El comienzo de un nuevo ciclo escolar es un momento que nos remite a nuestra primera experiencia en las aulas. Este renovado inicio plantea la necesidad de reflexionar sobre los cambios urgentes que la educación requiere. Las instituciones educativas desempeñan un papel fundamental como organizadoras sociales, estableciendo normas y creando un ambiente que impacta incluso a quienes no participan directamente en la vida escolar.
Sin embargo, los comienzos de clases suelen verse empañados por tensiones y conflictos que los adultos no hemos sabido resolver. Este año, los anuncios de paros para los próximos días parecen confirmar que la incertidumbre es una constante en el regreso a las aulas. Los desafíos que enfrentan tanto las escuelas como los educadores son cada vez más numerosos y complejos, mientras que el sistema educativo se mantiene en gran medida anclado en una realidad que ya no responde a las necesidades actuales de los estudiantes.
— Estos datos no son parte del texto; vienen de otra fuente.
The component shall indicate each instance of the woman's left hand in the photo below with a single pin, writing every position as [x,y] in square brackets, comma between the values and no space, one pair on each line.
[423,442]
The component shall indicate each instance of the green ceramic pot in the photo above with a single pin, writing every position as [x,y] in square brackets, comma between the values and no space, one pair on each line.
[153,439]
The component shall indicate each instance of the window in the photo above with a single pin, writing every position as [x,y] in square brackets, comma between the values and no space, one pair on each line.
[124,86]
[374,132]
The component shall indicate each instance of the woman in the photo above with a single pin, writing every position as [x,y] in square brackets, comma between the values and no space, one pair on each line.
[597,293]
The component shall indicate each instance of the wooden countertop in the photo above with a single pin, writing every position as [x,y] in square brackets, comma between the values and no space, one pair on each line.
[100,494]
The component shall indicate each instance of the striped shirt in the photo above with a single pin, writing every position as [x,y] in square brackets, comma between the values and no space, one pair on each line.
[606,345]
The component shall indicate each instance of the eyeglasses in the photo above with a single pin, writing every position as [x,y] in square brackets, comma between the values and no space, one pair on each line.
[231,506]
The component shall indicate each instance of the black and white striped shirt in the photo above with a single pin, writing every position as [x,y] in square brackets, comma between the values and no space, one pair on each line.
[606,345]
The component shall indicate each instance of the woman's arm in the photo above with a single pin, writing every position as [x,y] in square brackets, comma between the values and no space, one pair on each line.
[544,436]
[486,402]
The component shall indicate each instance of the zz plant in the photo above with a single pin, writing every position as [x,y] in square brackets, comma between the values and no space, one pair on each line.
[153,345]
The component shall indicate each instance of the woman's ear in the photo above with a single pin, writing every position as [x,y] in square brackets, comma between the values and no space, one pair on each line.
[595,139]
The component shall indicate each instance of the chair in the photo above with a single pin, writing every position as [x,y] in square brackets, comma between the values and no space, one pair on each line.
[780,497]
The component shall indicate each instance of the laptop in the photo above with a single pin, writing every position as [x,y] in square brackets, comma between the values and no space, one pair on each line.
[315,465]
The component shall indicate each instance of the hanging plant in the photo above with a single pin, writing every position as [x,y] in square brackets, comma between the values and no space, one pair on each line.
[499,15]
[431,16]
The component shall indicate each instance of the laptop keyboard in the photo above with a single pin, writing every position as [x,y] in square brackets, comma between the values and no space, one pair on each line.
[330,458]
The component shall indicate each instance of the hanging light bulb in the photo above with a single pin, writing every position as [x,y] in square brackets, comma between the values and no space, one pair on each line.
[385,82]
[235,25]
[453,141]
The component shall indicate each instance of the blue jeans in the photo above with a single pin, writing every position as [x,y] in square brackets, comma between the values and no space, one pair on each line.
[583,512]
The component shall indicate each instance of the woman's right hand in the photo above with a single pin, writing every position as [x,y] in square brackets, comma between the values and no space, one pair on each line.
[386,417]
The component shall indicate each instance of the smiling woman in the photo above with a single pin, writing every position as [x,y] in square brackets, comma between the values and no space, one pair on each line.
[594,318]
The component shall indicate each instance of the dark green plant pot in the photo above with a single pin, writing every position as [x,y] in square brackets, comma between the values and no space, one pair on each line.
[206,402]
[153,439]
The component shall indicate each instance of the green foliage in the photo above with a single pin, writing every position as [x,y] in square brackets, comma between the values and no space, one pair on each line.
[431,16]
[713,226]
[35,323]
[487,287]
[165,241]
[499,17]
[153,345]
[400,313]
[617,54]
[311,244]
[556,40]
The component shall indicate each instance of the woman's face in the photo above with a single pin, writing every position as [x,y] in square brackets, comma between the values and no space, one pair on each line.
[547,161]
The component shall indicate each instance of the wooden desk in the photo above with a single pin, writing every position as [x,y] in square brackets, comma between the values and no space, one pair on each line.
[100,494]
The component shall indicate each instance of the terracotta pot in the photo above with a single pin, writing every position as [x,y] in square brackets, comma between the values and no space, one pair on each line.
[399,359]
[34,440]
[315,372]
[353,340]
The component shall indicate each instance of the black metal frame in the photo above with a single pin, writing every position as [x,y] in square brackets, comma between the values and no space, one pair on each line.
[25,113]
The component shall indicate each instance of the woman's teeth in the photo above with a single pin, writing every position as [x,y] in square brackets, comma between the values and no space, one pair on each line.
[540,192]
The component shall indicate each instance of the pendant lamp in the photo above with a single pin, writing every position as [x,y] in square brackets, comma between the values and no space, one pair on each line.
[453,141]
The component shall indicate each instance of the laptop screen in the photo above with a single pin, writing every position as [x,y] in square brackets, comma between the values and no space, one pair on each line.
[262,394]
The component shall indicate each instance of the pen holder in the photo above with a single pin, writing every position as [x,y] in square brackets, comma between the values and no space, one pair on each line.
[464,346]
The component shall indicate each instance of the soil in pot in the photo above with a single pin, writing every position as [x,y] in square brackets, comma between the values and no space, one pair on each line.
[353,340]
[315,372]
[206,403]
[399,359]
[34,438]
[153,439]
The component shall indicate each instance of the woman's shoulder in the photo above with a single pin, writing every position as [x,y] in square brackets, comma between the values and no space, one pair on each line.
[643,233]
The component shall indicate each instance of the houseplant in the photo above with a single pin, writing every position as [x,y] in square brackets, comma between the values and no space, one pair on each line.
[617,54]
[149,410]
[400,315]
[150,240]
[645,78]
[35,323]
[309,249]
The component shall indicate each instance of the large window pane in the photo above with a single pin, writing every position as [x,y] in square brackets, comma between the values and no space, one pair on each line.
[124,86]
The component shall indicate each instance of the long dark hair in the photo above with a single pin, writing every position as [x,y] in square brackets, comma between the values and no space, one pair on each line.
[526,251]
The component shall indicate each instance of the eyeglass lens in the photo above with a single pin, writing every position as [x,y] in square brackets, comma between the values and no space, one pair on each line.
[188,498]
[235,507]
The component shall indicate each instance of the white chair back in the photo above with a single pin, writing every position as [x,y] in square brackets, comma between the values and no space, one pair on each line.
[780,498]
Es fundamental que, en lugar de quedarnos atrapados en discusiones sobre normativas y condiciones laborales, empecemos a mirar hacia el futuro que nuestros jóvenes desean. La educación no puede seguir siendo un mero reflejo del pasado; debe adaptarse a las nuevas realidades y demandas sociales. Cada inicio de clases representa no solo una oportunidad para los alumnos, sino también un nuevo desafío para la nación en su conjunto. La evidencia demuestra que una educación de calidad es la clave para el progreso social y económico. No podemos seguir buscando culpables; es hora de una reflexión profunda como sociedad y de trabajar juntos para construir un futuro mejor para todos.